For a real square matrix $S$ with all eigenvalues on the imaginary axis, does the following hold?

Question

Given a real square matrix $S$ which has all the eigenvalues on the imaginary axis, is it true that there exists a positive definite matrix $P=P^{T}>0$ such that \begin{equation} S^T{P}+PS=0? \end{equation}

I found that claim in a research paper (which is not yet available online!) but I do not find a way to prove this.

While trying to do an example problem, I noticed that for a matrix \begin{equation} S=\begin{bmatrix}\omega & \sigma\\-\sigma & \omega\end{bmatrix}, \end{equation} the claim holds if $P$ is an identity matrix. Additionally, for any block-diagonal matrix $S_1$ with the diagonal matrix being in the same form as $S$, there exists a corresponding unique $P$ which satisfies the claim.

But in general, the matrix which has all eigenvalues on the imaginary axis, needs not have the same form as $S_1$, and is there a way to show that there exists a unique $P$ for which the claim holds?

Answer 1

That $S^TP+PS=0$ means $PS$ is skew-symmetric. In turn, $P^{-1/2}(PS)P^{-1/2}=P^{1/2}SP^{-1/2}$ is skew-symmetric too. Thus a necessary condition for $P$ to exist is that $S$ is diagonalisable over $\mathbb C$.

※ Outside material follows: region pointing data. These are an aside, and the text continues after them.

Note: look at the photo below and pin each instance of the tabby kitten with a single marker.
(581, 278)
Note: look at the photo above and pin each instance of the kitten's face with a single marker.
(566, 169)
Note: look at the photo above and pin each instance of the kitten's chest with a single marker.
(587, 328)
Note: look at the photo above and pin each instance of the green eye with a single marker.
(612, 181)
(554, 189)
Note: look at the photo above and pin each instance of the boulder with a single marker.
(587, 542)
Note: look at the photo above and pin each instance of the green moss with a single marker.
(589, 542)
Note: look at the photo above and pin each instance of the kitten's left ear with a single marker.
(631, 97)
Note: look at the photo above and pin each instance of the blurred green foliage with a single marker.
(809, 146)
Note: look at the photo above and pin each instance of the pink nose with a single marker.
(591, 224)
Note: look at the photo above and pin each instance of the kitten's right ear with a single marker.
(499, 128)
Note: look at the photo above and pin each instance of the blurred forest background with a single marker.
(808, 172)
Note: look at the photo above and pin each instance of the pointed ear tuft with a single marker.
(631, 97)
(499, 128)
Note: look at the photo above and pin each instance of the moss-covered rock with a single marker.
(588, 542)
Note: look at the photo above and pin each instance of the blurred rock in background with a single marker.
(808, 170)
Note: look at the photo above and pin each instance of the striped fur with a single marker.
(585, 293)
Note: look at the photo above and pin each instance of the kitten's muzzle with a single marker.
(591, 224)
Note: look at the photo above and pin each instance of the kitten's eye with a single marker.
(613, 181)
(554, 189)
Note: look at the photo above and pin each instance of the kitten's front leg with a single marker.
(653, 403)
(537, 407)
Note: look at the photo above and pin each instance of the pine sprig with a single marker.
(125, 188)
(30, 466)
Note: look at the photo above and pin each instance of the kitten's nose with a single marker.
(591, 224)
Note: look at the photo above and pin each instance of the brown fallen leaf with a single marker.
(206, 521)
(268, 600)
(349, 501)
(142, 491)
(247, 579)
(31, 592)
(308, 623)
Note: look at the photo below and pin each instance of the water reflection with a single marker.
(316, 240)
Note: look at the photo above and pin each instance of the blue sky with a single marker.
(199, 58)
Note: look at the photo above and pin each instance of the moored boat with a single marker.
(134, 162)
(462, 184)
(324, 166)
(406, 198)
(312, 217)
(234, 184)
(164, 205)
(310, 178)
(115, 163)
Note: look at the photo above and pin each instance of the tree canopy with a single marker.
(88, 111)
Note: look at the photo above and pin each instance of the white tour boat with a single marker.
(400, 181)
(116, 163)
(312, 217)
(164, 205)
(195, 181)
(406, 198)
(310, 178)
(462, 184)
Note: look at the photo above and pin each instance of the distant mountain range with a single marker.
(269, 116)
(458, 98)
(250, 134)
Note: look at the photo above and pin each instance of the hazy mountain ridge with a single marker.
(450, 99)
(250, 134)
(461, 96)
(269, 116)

This condition is also sufficient: if $S$ is diagonalisable over $\mathbb C$, it admits a real Jordan form $S=M^{-1}KM$. As $S$ has a purely imaginary spectrum and non-real eigenvalues of a real matrix must occur in conjugate pairs, $K$ is skew-symmetric. Hence $PS=M^TKM$ is skew-symmetric for $P=M^TM>0$.

Answer 2

Since $P$ is also real we have $P=P^*$ therefore $$P=P^H$$using Schur decomposition for $P$ we have$$P=UDU^H$$ where $D$ is diagonal with all the entries being real. For satisfying $S^TP+PS=0$ (or equivalently $S^HP+PS=0$) we must have:$$P^{-1}S^HP+S=0\\UD^{-1}U^HS^HUDU^H+S=0\\D^{-1}U^HS^HUDU+U^HSU=0$$defining $T=U^HSU$ we have$$D^{-1}TD+T=0$$or $$TD+DT=0$$ also by daggering it $$T^HD+DT^H=0$$which yields to $$D(T+T^H)+(T+T^H)D=0$$defining $V=T+T^H$ where $V$ is also hermition we obtain$$DV+VD=0$$The (ith,jth) entry of $DV$ is $d_{ii}v_{ij}$ and the (ith,jth) entry of $VD$ is $d_{jj}v_{ij}$ where$$d_{ii}v_{ij}+d_{jj}v_{ij}=0$$ which means that $v_{ij}=0$ for all $i,j$ since $D$ is positive definite and $d_{ii}>0\quad,\quad\forall i$. This means that $V=0$ or $T^H=-T$ or equivalently $S^H=-S$ which is the only solution with $P=I$.

Answer 3

The answer is no. Here $S\in M_n(\mathbb{R})$ where $n$ is even.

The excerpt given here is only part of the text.